Meine Gefährtin greift nach meiner Schwinge und lässt sich von mir hochziehen.
»Ich kann doch auch nichts dafür, dass hier so viele Steine rumliegen«, verteidigt sich mein Mädchen nicht gerade überzeugend.
Wie immer amüsiert mich ihre Ungeschicktheit, die ich ziemlich niedlich an ihr finde.
»Vielleicht solltest du beim nächsten Mal aufpassen, wo du hingehst, anstatt pausenlos auf den Shika-Stein zu starren«, schlage ich der Hylianerin mit hocherhobenen Augenbrauen vor.
Shania schnaubt etwas beleidigt und hebt das Gerät wieder auf.
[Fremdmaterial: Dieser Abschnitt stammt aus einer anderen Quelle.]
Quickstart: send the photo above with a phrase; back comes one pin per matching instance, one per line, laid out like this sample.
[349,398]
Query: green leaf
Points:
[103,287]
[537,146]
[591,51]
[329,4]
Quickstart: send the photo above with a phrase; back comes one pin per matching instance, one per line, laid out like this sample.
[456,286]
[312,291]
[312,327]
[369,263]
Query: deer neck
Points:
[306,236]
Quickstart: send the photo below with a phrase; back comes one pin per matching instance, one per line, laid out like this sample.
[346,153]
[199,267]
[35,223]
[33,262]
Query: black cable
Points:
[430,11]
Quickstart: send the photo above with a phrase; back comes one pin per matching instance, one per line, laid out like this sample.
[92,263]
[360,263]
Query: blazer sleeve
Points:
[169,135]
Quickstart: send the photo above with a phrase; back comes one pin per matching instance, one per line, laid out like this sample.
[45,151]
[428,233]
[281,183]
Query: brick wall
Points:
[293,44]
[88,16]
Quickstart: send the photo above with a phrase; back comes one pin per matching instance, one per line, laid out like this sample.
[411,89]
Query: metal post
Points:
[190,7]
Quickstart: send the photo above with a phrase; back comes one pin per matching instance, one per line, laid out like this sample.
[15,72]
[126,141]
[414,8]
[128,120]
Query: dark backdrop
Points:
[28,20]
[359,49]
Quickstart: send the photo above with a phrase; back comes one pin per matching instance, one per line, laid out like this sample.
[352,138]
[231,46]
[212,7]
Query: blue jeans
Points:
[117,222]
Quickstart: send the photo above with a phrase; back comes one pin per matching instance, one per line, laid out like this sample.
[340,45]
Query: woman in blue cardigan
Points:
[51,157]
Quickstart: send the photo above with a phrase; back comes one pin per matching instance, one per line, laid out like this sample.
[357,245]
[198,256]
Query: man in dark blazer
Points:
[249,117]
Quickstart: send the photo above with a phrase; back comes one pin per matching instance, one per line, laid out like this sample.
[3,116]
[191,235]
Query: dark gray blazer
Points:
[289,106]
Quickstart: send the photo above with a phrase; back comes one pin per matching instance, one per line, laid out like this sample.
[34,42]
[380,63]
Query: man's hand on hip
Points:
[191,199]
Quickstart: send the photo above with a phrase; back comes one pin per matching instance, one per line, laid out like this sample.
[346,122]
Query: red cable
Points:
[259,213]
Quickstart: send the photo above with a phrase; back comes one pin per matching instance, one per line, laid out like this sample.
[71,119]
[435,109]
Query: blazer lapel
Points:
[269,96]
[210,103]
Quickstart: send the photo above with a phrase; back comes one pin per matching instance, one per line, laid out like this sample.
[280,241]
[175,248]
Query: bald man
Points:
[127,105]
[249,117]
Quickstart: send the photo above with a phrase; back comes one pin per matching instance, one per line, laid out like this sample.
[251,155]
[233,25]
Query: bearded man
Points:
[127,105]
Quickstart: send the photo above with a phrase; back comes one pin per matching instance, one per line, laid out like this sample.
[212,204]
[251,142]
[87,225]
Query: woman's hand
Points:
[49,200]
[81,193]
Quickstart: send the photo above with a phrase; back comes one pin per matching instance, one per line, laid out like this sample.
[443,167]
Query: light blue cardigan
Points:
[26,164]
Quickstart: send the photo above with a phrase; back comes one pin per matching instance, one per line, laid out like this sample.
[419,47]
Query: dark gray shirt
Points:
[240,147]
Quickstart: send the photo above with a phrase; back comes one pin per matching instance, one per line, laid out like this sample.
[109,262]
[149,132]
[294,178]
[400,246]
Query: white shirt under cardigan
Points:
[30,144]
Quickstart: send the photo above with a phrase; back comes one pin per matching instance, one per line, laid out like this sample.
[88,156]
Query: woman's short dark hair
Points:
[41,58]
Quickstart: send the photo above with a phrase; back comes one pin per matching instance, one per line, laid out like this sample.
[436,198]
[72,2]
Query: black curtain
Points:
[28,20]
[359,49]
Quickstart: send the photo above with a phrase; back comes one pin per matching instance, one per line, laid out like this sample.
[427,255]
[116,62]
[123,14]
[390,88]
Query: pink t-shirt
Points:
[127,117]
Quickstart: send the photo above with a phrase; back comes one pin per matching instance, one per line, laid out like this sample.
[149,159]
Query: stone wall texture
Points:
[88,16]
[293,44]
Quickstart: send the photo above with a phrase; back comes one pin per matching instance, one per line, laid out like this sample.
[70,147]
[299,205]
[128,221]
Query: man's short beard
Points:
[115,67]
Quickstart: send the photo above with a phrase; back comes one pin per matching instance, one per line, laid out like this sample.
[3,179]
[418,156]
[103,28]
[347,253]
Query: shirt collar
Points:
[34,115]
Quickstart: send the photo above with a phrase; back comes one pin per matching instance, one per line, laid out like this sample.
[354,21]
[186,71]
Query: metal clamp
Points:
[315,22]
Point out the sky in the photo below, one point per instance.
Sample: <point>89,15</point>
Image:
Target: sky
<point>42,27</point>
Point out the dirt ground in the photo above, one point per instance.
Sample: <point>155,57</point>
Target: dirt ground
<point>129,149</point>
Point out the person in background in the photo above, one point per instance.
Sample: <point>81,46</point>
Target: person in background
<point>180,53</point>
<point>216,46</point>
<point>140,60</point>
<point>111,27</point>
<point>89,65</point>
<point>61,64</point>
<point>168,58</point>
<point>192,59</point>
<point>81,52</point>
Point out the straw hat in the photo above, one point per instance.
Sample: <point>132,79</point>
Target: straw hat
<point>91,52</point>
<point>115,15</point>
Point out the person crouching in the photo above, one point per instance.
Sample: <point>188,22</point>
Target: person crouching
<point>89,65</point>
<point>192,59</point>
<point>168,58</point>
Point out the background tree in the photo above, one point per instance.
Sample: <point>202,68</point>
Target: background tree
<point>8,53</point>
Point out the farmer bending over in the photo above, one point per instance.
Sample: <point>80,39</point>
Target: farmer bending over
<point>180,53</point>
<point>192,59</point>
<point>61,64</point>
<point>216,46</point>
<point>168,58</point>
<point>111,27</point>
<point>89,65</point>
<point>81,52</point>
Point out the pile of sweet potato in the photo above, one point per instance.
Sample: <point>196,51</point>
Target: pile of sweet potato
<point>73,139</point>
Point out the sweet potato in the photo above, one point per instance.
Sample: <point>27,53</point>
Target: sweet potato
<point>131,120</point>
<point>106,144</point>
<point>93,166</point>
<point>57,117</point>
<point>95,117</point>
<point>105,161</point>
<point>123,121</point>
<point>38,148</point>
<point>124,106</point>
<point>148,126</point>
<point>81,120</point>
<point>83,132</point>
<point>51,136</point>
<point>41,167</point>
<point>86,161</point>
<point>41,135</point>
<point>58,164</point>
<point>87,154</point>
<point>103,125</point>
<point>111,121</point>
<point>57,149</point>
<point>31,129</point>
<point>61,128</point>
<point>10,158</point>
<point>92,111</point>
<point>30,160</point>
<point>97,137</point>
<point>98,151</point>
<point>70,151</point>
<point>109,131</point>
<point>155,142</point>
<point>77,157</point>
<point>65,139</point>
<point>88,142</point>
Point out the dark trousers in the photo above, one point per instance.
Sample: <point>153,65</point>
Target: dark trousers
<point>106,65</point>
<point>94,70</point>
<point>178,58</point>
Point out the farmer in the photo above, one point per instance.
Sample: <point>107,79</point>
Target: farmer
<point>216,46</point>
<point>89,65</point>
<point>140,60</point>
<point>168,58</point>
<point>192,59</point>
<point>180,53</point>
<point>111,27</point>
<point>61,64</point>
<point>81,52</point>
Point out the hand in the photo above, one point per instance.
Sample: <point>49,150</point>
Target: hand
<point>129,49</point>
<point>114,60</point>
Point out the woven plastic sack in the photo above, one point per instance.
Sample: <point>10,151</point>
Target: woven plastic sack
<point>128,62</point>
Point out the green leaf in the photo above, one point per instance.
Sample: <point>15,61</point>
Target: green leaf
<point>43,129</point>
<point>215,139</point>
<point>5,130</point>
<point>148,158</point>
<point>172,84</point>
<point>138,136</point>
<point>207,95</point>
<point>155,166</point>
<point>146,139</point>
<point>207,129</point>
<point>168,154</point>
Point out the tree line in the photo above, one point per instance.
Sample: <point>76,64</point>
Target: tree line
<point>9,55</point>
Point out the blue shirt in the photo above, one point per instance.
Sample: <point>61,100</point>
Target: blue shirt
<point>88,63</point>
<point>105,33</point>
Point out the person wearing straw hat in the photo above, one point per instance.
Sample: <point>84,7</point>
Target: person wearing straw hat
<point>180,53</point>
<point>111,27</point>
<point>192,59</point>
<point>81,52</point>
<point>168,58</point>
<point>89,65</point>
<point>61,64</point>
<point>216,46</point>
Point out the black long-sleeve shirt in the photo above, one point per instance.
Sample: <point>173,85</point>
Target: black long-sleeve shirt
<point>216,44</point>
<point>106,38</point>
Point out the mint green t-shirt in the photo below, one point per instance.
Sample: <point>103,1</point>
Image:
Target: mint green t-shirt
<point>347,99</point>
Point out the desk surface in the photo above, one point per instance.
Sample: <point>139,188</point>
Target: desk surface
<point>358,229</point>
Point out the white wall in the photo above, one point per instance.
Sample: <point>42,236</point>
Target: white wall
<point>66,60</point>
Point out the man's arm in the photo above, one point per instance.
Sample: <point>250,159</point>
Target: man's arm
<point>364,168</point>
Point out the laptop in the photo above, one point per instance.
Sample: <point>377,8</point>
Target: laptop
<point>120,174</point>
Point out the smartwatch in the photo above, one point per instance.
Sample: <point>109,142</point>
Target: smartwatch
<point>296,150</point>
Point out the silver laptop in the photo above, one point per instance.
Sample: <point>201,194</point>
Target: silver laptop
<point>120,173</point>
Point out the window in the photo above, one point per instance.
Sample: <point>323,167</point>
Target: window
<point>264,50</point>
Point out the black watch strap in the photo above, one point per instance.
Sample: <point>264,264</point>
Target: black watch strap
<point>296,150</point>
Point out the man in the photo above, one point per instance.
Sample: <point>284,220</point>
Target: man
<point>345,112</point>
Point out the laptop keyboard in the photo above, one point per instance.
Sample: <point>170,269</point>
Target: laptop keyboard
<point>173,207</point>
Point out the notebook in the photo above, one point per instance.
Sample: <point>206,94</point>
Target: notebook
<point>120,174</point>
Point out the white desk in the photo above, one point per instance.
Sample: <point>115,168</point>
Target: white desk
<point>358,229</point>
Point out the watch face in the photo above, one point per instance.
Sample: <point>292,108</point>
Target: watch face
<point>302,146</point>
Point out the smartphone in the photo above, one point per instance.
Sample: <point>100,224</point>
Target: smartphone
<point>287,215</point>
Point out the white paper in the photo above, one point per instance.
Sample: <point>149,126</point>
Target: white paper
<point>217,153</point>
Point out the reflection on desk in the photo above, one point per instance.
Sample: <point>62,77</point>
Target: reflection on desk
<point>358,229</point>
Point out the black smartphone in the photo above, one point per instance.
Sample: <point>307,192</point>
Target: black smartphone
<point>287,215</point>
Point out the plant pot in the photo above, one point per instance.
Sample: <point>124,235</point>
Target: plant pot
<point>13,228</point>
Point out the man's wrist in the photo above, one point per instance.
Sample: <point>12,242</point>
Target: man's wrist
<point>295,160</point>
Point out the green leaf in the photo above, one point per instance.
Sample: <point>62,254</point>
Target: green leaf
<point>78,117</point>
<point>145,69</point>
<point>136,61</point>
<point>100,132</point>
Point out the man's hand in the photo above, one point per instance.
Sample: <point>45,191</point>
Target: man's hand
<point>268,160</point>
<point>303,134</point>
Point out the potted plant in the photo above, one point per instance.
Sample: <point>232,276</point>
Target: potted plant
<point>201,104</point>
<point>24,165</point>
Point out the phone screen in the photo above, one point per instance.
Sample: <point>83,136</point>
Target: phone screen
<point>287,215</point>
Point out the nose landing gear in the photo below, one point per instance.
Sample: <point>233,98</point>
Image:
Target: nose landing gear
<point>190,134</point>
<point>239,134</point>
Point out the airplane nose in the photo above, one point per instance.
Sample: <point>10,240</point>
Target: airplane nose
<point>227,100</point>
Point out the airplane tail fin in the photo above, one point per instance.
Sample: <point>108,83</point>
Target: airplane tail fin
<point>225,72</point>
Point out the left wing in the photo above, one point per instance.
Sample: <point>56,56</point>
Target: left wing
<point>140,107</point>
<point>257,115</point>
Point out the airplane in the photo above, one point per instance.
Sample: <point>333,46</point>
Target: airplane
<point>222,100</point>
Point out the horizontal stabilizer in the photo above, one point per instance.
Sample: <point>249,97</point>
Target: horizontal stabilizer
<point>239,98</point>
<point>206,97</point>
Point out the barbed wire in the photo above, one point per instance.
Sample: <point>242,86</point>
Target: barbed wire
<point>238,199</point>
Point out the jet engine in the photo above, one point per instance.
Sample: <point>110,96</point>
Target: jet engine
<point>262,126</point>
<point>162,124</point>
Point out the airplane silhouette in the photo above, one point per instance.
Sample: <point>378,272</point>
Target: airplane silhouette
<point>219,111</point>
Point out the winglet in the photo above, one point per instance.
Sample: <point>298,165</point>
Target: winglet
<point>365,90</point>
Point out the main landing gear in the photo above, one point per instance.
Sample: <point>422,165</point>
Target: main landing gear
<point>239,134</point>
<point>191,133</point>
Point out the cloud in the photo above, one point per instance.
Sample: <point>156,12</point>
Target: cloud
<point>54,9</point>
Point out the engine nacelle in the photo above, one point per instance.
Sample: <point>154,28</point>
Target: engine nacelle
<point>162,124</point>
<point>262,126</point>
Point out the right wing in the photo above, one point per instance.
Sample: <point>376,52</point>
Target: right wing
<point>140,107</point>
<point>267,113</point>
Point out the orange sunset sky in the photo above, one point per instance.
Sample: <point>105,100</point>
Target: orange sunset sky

Sie hält es in die Höhe, prüft ob dem Ding irgendetwas fehlt, doch es scheint, noch einwandfrei zu funktionieren. Erleichtert stößt die Kleine die Luft aus, ehe sie mich mit ihren großen, wunderhübschen, braunen Augen ansieht.
»Ich wollte nur die Karte inspizieren, um mich zu versichern, ob wir auch in die richtige Richtung gehen.«
So werfe ich ihr einen belustigten Blick zu und stemme die Flügel an die Hüften. »Und? Sind wir?«
Shania nickt.
»Dann wäre dein Sturz nicht nötig gewesen. Darüber hinaus kann man auch stehenbleiben, um die Karte zu studieren, falls dir das entgangen ist.«
»Ja, ja!«, gibt Shania etwas genervt zurück und zieht an mir vorbei. »Du bist der großartige, fehlerlose Revali und ich ein dummes Hühnchen!«
Abrupt folge ich ihr. Schon bald habe ich aufgeholt und gehe neben ihr her. Etwas säuerlich starrt sie geradeaus, ohne mich eines weiteren Blickes zu würdigen. Verschmitzt grinse ich. Wenn sie sauer ist, ist sie ebenfalls süß.
»Aber ein sehr attraktives, dummes Hühnchen!«, erwidere ich ihr und stupse sie mit dem Flügel an.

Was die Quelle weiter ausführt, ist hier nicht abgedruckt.